The next two big projects are at the behest of competing communities; first is programming in support for NFL Districts, which would please the Joyless crowd including the Reverend B.A. and my local folks.  I’ve never used Joy so I can’t comment on it too much, but the price tag is daunting if nothing else, and I strongly believe that participation in forensics should not be extractive.  A lot of adults go into forensics looking for something; for most it’s the ego boost of winning something, however vicariously, which depending on how far its taken can be healthy or not; extracting money from a largely impoverished activity distorts the world in a way my socialist soul dislikes.  I don’t accept money for, both because of that belief, and because if people paid me then I’d have obligations towards them, and that would make for a much worse dynamic.

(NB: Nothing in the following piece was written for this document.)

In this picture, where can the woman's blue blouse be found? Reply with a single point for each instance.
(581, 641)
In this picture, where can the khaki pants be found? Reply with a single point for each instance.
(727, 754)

Second is Debate support.  TRPC is a very handy program, and I can make it do most of what I need, but it does have quite a few warts, and the largest is that it’s not very easily learned; I have a very hard time training people up into using it.  It also resists certain things, and makes putting things together manually difficult, which is a shame, since it requires manual intervention so frequently.  I also don’t like it how only one set of data entry can be happening at once; tabroom lets you enter indiscrimiately from multple stations.  Mostly, though, Microsoft has entered into an era of rapidly changing APIs and programmatic requirements, and TRPC is programmed in an archaic runtime language that might not be supported for very much longer; I worry for the day when it no longer runs on anything but the “ol’ bessie” Windows XP computer in the corner; inevitably some future Yalie will try to check his email on it and spill a can of coke in it, and then we’ll be back to tabbing on cards before we know what happened.

And I’m sure when I do either one, something will break.  Hopefully not much though.  I am getting better at this.  Even I flinch when I find some early code of mine embedded in the system.